Bir üniversiteye giriş sınavını daha geride bıraktık. Sınava 3 milyon 8 bin 287 kişi katıldı ve bunlardan 1.061.686 kişi bir okula yerleşebilecek. Sınava girenler puanlarını aldı, sıra tercih yapmaya geldi. Geriye kalanların büyük çoğunluğu seneye tekrar girecek bu sınava.
Şimdi soralım:
Bu sınava kaçıncı kez giriyorlar?
Sınavı kazanmak için ne kadar çalıştılar?
Sınava giren kişilerin bu sınavdan ya da girmek istedikleri okuldan beklentileri nelerdir?
Girmek istedikleri bölüme göre mi puan aldılar, aldıkları puana göre mi bölüm seçecekler?
Herhangi bir okula yerleştiklerinde mezun olduktan sonra elde edecekleri katma değer ne olacaktır?
Kişilik ve karakter özellikleri girecekleri bölümle uyumlu mu?
Sahip olacakları diploma ile bir meslek mi, yoksa çalışacak bir iş mi hedefliyorlar?
Bu sorulara benzer sorular ekleyebiliriz. Bu sorulara cevap ararken inanıyorum ki çoğumuz sınava girenlerin büyük kısmının gereksiz yere para, zaman ve emek harcadığını düşünüyoruz. Yükseköğretim hem okuyan, hem de devlet için maddi ve manevi yüktür. Yaklaşık 4 milyon kişinin girdiği bu sınav için bile devletin harcadığı parayı yaklaşık hesap etmek zor değil. Bu yükün altına girenlerin eğitim bittiği zaman bu maliyeti telafi edecek şartlara ulaşması ve mezun olduktan sonra en kısa zamanda hem kendilerine hem de ülkeye katkıda bulunmaları beklenen amaçtır.
Ancak gerçeklere baktığımızda beklenen amaca hizmet eden bir sistemden çok uzakta olduğumuzu görebiliyoruz.
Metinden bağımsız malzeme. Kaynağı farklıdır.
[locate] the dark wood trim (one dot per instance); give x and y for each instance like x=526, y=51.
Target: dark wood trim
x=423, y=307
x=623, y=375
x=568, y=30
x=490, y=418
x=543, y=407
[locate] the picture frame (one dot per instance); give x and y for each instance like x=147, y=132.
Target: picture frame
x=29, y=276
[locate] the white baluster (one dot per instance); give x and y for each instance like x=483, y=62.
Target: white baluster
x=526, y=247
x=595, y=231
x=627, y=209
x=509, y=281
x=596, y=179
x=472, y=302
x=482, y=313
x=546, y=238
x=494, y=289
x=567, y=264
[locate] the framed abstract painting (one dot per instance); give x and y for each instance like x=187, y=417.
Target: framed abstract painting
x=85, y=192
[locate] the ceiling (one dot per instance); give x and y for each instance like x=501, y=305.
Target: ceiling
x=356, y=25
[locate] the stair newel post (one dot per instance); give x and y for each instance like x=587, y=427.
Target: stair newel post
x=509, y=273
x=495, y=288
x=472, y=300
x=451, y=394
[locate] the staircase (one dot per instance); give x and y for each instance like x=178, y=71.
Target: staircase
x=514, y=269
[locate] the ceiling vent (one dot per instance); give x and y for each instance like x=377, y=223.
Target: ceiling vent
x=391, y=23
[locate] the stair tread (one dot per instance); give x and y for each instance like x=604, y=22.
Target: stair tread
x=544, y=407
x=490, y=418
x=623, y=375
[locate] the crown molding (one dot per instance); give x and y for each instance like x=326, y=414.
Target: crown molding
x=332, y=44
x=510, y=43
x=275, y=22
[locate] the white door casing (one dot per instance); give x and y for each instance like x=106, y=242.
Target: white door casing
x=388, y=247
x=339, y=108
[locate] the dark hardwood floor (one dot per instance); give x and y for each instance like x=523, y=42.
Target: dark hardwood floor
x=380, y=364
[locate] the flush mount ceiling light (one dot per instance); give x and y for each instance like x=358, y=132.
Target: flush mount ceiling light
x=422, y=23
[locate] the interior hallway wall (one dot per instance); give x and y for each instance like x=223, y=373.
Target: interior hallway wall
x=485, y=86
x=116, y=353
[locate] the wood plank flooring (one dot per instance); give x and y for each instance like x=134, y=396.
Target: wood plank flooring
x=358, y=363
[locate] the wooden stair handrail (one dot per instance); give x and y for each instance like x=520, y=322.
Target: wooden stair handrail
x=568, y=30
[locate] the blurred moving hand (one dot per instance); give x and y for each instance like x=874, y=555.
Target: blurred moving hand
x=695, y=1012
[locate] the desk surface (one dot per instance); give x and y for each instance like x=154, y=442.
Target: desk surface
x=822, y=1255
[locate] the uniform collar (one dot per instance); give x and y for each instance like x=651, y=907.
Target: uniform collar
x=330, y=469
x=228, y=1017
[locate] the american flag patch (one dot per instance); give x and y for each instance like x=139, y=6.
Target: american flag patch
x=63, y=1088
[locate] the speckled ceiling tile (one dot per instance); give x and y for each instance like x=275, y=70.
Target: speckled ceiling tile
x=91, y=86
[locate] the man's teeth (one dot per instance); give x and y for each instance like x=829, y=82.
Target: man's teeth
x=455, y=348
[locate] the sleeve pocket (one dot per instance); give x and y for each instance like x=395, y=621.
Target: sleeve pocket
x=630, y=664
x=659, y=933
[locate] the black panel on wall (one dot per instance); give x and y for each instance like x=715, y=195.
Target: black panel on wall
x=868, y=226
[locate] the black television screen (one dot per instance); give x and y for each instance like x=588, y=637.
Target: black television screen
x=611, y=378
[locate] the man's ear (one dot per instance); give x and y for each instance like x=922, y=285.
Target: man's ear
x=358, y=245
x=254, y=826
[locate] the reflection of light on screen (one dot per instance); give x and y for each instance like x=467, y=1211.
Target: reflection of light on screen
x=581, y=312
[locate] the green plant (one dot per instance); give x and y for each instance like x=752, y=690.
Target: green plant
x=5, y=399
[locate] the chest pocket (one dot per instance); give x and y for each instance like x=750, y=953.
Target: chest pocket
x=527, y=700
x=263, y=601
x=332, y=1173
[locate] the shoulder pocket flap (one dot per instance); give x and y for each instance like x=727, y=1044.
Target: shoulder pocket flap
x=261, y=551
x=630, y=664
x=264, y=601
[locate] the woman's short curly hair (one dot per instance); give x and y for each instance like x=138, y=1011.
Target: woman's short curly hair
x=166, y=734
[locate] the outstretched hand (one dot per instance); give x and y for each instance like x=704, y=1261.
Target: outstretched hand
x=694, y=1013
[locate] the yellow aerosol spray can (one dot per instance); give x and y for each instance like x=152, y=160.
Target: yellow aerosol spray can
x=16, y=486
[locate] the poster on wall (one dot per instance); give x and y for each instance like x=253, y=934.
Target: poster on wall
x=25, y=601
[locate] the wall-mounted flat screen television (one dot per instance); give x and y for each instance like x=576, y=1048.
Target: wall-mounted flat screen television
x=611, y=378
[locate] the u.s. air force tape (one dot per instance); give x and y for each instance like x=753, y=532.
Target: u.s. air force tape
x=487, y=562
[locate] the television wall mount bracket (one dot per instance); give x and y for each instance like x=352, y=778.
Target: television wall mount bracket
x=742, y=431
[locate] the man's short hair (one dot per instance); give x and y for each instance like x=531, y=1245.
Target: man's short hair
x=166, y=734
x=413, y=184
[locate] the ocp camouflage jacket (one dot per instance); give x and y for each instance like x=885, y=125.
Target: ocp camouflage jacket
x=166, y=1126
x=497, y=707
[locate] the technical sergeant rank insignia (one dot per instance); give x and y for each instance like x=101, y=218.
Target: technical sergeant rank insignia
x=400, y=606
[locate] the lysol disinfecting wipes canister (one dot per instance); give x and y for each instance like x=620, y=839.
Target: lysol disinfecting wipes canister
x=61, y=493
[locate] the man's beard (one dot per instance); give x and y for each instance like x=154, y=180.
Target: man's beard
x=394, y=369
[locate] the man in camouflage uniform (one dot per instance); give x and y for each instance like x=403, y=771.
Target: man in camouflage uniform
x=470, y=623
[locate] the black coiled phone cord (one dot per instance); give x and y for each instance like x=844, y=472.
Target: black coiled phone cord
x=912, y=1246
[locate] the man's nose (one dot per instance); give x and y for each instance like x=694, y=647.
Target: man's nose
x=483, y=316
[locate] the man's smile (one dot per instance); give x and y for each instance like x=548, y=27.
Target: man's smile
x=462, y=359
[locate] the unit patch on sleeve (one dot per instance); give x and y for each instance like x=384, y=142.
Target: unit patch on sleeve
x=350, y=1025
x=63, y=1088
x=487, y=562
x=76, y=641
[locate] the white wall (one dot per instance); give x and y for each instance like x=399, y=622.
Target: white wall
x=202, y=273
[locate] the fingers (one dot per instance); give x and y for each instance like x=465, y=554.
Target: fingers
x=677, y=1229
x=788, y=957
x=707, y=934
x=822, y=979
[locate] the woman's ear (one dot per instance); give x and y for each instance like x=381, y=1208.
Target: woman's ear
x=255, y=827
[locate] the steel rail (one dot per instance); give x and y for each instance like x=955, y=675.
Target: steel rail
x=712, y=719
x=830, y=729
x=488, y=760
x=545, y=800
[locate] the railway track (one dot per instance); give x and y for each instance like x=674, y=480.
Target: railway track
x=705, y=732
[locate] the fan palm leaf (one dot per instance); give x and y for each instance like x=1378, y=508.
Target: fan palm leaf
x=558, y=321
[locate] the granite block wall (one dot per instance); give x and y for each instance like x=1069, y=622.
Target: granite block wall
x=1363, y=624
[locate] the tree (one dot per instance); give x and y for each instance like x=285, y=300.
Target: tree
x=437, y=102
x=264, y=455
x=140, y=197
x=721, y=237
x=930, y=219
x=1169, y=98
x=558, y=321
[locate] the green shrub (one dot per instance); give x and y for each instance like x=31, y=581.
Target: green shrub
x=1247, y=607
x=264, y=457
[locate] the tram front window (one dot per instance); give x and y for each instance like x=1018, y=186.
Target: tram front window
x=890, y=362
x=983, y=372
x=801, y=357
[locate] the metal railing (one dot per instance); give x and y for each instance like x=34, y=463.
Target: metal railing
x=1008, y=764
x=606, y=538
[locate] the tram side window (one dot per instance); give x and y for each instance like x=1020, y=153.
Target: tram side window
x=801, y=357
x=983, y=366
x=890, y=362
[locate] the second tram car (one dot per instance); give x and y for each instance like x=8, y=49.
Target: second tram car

Bunun en net göstergesi daha önce yazdığımız bir yazıda yer alan işsizlik oranlarıdır. Türkiye’de üniversite mezunlarında işsizlik oranı yüzde 12,7 iken, İlköğretim mezunlarında işsizlik oranı yüzde 12,6’dır. Aradaki fark yüzde 0,1 puan. AB’nin 2019 yılı üniversite mezunlarında işsizlik oranı yüzde 4 iken ilköğretim mezunlarında yüzde 12,4. Yani ülkemizde üniversite okumak işsizliği azaltmıyor. Neden?
Çünkü ülkemizde ilköğretimden yükseköğretime geçene kadar çocuklara meslek seçiminde yeterli önem ve destek verilmiyor. Hâlbuki daha erken yaşta hangi mesleği yapacağına karar veren çocuklar belki de bir yükseköğretim diplomasına gerek duymadan çalışmaya ve hayatını kazanmaya başlayacaktır. Böylece hem kendisine hem de devlete yükü olmayacaktır. Üniversiteye başlayan bir genç kendisi için seçtiği mesleğe yönelik bir eğitim almalıdır. Ama ne yazık ki son sınıfa gelmiş bir öğrencinin mezun olduktan sonra ne iş yapacağını hala belirlememiş olması da yaşadığımız bir gerçektir.
Artık mevcut durumda yapılacak olan üniversiteye başlayacak olan gençlerimizin puanlarına ve gelecek beklentilerine göre doğru tercih yapmalarıdır. Bu tercih yapılırken elde edilecek kazanımların katlanılan maliyetleri karşılaması gerekmektedir. Unutulmamalı ki, her seçiş, bir vazgeçiştir.